With U.S. payrolls up by 80,000 in June, you might think: No big deal.
After all, at least the number is heading up. And the stock market’s move on Friday morning – down – could be nothing more than a reaction to missed expectations. Economists had been expecting slightly more robust job gains of about 90,000 last month. And it is likely that investors harboured secret hopes of an even bigger number following the upbeat ADP report on private sector employment, released on Thursday morning.
However, there is probably more going on here than sour faces over missed expectations. The actual numbers are disheartening. For one, economists point out that June’s job gains are too weak to make a dent in the unemployment rate, which is holding steady at 8.2 per cent, because a growing population means that more people are entering the workforce. So while 80,000 is a gain, it doesn’t actully help the employment situation.
Even worse, the so-called effective unemployment rate – which takes into account discouraged workers and any part-time workers who are looking for full-time work – actually increased last month, to 14.9 per cent from 14.8 per cent in May.
Meanwhile, the longer-term trends are also ugly. Sal Guatieri, senior economist at BMO Nesbitt Burns, points out that the average job gains in the second quarter, at just 75,000 following revisions, was the weakest in nearly two years and showed a sharp drop from the first and second quarters. In other words, month-to-month volatility is a weak excuse here; the trend is down.
The details of the June payrolls report were also disconcerting. Ian Shepherdson, chief U.S. economist at High Frequency Economics, noted that the areas that had been responsible for the weakening jobs reports between February and May – construction, business services and leisure/recreation components – were the ones showing gains last month.
His interpretation: “the focus of the softening has shifted away from the most gas-price sensitive components, perhaps signaling a broader malaise; this is not a good development.”
Of course, all this downer-talk comes with an upside: Can markets expect the Federal Reserve to get more aggressive in dealing with the economic slide? In its last monetary policy statement, the Fed extended a stimulus program casually known as Operation Twist – but kept what is considered its big gun, quantitative easing, in reserve.
Many commentators on Friday morning wondered if the time has come for a third round of quantitative easing, or QE3. Mr. Shepherdson said that “the pressure on the Fed to take more action will be incrementally ratcheted up.”

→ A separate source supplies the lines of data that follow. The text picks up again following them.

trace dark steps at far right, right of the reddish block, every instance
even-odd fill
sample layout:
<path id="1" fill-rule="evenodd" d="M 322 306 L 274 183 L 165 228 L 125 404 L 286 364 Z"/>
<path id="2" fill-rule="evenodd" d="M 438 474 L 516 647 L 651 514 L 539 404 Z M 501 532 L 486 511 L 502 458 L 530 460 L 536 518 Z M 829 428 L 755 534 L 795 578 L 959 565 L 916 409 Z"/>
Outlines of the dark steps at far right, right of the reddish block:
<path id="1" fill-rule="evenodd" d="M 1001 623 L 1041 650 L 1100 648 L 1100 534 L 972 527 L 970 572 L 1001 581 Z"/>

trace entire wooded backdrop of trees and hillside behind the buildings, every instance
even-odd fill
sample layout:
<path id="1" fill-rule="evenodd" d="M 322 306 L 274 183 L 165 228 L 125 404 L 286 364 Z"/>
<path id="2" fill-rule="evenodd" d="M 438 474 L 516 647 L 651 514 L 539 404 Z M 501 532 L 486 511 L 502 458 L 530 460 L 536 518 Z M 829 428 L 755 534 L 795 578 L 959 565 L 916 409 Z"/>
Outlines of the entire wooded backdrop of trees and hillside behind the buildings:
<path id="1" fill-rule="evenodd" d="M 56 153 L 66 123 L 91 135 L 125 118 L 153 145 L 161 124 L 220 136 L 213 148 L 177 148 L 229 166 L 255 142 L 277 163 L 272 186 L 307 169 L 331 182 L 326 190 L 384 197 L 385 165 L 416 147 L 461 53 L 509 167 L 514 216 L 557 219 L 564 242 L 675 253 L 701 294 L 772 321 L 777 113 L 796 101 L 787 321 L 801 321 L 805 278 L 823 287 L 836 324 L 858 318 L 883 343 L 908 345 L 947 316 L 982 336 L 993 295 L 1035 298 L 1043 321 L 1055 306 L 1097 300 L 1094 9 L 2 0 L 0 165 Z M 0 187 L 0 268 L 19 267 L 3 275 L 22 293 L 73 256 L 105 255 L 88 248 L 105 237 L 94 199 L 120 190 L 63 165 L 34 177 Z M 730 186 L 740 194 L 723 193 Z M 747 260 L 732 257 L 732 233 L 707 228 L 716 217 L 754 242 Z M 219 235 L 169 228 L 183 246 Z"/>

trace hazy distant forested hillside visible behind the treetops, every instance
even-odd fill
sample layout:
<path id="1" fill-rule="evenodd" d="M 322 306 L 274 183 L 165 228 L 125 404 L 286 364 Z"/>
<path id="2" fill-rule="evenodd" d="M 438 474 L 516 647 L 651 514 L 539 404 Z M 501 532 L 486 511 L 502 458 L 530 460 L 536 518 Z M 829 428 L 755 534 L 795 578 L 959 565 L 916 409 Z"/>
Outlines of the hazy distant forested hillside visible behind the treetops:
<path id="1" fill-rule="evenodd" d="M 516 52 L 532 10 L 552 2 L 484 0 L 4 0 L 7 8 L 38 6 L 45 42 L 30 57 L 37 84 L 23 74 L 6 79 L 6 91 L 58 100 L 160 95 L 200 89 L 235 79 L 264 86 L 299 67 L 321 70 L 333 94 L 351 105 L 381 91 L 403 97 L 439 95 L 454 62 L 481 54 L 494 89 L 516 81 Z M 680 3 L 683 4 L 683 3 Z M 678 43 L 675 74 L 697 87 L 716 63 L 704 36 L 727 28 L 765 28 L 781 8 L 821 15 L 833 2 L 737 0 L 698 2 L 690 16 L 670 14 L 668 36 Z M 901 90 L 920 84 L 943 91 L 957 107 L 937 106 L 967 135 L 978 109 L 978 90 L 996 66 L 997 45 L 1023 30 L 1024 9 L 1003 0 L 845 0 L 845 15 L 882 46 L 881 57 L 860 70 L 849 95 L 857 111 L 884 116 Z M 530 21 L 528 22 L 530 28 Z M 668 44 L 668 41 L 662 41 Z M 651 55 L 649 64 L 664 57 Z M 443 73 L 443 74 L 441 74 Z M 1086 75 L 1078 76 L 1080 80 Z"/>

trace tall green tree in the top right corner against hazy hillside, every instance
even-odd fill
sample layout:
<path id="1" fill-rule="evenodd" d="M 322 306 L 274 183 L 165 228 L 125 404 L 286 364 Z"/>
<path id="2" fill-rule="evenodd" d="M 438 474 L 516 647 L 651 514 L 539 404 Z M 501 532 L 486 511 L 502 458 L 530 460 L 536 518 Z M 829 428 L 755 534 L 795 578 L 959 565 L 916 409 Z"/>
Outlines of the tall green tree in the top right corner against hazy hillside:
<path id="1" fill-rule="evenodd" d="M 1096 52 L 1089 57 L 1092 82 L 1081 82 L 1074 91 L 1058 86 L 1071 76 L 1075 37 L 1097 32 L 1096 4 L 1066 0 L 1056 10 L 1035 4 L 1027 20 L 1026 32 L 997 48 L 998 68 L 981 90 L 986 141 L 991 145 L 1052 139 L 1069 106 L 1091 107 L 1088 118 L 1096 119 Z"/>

Unfortunately, few observers believe the Fed’s stimulus options at this point would actually do much. For example, Chris Jones, an economist at Toronto-Dominion Bank said that QE “is unlikely to translate into noticeable job growth.”
There was a time when weak economic reports could generate gains in the stock market, as investors yelped in anticipation of a Fed Response. Now, with the S&P 500 down 1.1 per cent in mid-morning trading on Friday, investors don’t appear to see the Fed as a source of hope.